Third Sarge Elfor took them at their word. They were conducted to a single room, evidently in the heart of officers' quarters. Here again they ran into the same anomaly that had impressed them since they landed.
There were gleaming electric fixtures, but orderlies brought them tallow candles as dusk fell. There was plumbing of the most advanced order, but when they turned the taps no water came. The orderlies brought buckets full of hot water for their baths in the bright-tiled tub.

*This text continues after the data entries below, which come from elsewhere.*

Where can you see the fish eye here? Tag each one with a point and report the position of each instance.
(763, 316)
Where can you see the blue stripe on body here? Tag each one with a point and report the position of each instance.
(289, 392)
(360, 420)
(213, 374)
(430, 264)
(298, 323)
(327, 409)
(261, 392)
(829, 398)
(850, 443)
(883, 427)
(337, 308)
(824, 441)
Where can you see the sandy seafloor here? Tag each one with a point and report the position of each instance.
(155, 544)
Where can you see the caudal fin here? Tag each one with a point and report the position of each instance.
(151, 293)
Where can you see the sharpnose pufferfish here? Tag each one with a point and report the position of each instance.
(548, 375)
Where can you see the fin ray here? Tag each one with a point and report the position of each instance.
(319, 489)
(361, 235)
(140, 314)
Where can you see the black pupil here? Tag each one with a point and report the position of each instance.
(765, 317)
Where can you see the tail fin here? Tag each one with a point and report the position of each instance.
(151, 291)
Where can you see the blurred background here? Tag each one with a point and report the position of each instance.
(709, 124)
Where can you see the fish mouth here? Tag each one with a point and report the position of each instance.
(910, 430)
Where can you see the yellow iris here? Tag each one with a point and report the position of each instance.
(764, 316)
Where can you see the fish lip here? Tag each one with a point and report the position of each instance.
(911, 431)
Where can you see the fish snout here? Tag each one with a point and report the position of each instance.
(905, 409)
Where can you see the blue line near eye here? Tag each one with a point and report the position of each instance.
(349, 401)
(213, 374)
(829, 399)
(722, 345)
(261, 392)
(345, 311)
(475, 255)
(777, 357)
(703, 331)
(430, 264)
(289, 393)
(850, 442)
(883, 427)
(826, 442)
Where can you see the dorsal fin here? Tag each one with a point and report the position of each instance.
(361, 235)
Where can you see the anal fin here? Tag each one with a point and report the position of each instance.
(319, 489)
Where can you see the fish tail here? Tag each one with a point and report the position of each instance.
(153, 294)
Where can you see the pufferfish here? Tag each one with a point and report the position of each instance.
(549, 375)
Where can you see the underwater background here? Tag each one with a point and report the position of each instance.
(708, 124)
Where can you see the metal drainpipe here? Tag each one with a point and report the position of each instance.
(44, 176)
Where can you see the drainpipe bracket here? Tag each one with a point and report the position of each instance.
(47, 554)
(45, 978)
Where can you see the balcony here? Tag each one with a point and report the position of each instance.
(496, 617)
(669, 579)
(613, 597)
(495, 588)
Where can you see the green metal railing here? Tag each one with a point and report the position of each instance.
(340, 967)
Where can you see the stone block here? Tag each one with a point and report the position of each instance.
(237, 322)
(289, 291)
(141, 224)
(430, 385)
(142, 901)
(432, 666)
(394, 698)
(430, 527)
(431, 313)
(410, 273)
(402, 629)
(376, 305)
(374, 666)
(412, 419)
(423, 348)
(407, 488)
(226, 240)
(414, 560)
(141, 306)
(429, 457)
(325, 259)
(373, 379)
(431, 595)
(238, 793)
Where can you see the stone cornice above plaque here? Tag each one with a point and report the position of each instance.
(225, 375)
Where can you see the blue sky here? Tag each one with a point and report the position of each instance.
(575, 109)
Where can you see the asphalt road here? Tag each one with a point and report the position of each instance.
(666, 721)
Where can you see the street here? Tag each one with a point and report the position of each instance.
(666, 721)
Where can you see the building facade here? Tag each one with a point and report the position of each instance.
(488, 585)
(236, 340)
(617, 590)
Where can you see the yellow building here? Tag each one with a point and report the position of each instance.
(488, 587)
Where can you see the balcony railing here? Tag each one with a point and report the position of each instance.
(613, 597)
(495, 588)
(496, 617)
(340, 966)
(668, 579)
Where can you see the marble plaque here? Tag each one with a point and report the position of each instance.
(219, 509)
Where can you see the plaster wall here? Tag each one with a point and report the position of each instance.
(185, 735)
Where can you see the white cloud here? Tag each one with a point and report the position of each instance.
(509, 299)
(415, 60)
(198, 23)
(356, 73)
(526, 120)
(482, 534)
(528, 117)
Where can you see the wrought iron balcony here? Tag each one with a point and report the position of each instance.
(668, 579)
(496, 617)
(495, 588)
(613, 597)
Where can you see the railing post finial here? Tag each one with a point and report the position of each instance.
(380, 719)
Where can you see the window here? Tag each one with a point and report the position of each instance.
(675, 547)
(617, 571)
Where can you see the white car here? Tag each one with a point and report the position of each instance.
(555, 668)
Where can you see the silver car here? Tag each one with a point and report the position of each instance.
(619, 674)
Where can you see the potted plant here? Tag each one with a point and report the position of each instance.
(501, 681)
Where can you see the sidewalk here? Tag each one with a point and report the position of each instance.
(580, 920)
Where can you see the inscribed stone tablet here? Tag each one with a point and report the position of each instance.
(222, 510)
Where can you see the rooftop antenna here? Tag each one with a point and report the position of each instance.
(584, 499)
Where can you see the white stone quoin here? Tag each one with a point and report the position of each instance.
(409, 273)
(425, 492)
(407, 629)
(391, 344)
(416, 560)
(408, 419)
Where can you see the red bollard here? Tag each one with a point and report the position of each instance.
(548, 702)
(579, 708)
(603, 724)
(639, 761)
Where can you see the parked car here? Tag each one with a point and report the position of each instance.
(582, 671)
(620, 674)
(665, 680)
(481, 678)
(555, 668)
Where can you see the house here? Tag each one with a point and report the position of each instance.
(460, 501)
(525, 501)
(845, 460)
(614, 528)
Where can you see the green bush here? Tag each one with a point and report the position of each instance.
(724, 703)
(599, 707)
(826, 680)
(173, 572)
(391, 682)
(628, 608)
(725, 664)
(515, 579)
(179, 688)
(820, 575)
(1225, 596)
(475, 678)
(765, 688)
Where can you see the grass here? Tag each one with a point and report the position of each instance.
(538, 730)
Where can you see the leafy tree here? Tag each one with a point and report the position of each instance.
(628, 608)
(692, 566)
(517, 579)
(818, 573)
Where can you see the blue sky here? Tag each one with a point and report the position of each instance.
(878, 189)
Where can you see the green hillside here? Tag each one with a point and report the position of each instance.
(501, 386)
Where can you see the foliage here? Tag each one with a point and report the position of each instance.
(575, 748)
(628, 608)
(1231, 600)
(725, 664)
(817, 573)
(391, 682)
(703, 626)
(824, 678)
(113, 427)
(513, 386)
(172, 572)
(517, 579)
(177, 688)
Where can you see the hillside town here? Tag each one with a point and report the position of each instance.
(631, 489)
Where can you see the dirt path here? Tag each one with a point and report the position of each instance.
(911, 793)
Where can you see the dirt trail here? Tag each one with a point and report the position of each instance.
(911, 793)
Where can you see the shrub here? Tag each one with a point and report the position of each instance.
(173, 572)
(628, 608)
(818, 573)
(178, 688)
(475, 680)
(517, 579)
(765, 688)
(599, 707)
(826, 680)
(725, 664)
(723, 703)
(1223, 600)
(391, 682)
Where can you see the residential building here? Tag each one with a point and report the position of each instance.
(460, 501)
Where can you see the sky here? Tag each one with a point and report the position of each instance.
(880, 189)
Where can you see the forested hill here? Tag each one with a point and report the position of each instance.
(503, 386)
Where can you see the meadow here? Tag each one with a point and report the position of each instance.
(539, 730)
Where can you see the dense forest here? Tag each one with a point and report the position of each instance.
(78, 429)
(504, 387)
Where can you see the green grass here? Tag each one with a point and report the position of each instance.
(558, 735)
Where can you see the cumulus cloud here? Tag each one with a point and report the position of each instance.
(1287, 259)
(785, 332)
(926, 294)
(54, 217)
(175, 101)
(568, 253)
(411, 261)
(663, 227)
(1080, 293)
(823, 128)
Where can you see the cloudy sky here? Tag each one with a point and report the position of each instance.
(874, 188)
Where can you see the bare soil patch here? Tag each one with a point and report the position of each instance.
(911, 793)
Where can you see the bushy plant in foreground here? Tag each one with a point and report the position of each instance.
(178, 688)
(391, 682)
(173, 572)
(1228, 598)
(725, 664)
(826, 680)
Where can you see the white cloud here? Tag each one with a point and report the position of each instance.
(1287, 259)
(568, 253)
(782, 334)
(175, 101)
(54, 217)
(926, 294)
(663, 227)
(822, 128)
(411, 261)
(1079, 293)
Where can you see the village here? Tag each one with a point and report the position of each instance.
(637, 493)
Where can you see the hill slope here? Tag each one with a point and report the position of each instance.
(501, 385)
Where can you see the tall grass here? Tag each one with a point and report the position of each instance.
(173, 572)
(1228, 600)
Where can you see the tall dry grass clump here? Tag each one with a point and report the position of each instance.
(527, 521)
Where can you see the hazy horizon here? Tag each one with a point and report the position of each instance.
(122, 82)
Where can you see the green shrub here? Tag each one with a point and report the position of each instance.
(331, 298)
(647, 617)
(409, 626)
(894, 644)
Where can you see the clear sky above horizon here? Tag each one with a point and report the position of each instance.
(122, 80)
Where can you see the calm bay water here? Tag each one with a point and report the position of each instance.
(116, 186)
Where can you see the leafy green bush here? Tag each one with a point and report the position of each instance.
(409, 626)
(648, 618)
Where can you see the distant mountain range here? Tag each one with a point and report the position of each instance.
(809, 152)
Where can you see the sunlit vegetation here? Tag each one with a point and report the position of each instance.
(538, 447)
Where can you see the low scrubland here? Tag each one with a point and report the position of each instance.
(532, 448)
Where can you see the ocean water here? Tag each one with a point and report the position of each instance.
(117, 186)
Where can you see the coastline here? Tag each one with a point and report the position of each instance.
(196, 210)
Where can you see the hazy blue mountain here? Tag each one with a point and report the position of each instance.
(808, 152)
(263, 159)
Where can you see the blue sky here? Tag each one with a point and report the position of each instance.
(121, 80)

"I don't understand this at all, Ann," said John. He was towelling himself vigorously, while she brushed the quartet's clothing clean of the dust of the road. Phil lolled in luxurious undress on one of the four beds, reading a book from the well-stocked bookcase. Fran, preparing for her bath, was binding up her hair before a full-length mirror. "Even the cold water doesn't run a drop."
"Plumbing gets out of order in the best of families, John," Ann reminded him with a smile.
He glanced affectionately at her. Blue-eyed, black-haired Ann had been John's companion in the six-months exploration of Deneb III, and their seven-year-old son now was learning to read in the starship's school. John and Ann clashed like flint and steel in the crowded confines of the starship and consequently maintained no association while aspace. But they were a happy team in the free, challenging atmosphere of a planet.
"Electricity, too, at the same time?" he asked. "And it's not just that. The whole place reeks of latent power and high science, but they use an absolute minimum of it."
"I've got a partial solution to the garrison state of affairs and the military set-up, anyhow," said Phil from the bed. "They've had a war since we've been gone."
"That's no surprise," commented Fran. Chubby, blonde Fran and dark, stocky Phil had been companions for a year aboard the Discovery. They had volunteered jointly for the exploration mission. "They should have had several of them in 250 years."
"This was an interplanetary war," retorted Phil mildly. "Or rather, it wasn't war, but occupation of the Earth by the enemy. The Jovians were smart enough not to attack Earth directly, but threw their strength at the crucial moment behind the weaker side in the war between Eurasia and the American Alliance. Then they moved in to take over the war-weakened victors."
"The classic role of the strong neutral," commented John drily. "What were the Jovians like?"
"Evidently everybody on Earth knew from first-hand experience when this book was written a century ago. There are no descriptions and no illustrations. There are some hints, though: methane-breathing, cold-loving. They had domed, refrigerated cities."
"What are you reading—a history book?" asked Ann curiously.
"Yes, it's the newest book of the whole lot, and the only one that isn't brittle and dog-eared. At that, it's the worst-made book of them all. It looks like it was printed on a hand-press and bound by hand."
"Pioneers, oh pioneers!" trilled Fran softly. "But what are they doing in the midst of all this technology?"